神話の鳥

@yugandamizuumi

神話の鳥


1


熾天使のフレスコ画――風化して天井が崩れ落ち、真ん中の翼が一枚欠けていた。家の近くの小道の先にある教会の天井の絵、廃墟になった教会のそれにしてはきれいに残っていた。ミラ、熾天使は二枚の翼で顔を覆い、二枚の翼で足を覆い、残りの二枚の翼を開いて空を飛ぶんだよ。
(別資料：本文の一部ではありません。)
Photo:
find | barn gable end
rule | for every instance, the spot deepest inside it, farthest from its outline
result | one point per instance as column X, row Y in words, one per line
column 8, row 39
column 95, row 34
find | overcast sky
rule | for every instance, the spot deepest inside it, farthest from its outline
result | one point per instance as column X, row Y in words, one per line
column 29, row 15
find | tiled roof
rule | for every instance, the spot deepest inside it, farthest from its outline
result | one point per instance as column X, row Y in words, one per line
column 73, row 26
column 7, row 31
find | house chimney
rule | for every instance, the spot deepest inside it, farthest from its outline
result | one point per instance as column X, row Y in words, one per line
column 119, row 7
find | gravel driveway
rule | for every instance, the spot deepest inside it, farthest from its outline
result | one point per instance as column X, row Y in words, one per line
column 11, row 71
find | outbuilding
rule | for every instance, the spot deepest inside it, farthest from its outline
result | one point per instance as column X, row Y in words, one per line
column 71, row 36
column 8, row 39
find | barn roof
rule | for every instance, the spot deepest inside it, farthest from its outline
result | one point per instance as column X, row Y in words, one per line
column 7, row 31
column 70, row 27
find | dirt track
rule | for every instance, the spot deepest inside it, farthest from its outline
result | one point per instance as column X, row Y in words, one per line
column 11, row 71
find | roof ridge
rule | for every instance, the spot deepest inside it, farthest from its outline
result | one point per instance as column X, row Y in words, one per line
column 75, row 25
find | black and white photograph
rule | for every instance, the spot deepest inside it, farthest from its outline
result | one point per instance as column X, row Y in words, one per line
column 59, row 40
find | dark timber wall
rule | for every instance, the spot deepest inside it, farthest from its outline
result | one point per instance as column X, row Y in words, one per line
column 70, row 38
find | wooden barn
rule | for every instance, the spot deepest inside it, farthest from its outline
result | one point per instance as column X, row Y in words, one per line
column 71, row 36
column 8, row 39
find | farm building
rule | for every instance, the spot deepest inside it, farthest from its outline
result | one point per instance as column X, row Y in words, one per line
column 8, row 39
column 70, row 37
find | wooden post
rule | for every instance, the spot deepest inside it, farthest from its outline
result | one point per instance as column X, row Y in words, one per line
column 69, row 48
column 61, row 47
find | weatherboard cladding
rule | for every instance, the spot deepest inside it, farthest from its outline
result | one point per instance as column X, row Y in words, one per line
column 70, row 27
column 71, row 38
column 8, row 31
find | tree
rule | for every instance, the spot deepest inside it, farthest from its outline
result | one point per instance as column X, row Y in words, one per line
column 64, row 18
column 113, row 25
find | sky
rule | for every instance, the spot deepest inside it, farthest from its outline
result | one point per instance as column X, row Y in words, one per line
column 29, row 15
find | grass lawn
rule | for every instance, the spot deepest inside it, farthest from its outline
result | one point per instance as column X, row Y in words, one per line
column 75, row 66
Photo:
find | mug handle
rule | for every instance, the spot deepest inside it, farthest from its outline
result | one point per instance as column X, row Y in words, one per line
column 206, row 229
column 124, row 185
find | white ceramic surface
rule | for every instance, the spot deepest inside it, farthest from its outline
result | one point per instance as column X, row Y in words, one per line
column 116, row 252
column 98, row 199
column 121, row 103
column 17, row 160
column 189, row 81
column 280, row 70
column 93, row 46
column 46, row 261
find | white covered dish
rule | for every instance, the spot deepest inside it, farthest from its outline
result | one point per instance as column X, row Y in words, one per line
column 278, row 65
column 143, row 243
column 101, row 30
神に最も近い存在でさえ、その栄光を直接見ないように顔を隠すんだ。飛ぶための翼で。父親は話しながら十字架のネックレスを彼女の首につけた。彼女はその時の温度を思い出していた。


2


アプリケーションを開く。インタビュアの男が画面に映る。彼とは指導教官の紹介で出会った。ソルボンヌの卒業生で、ポスドクを少しした後、出版社で働き始めたと聞いた。癖毛を撫で付けた頭に皺の残るシャツ。自分もアカデミアに残りたかったんだけど、家族のことを考えるとね。着古したコートを椅子の背にかけ、手を黒い机の上で組んでいる。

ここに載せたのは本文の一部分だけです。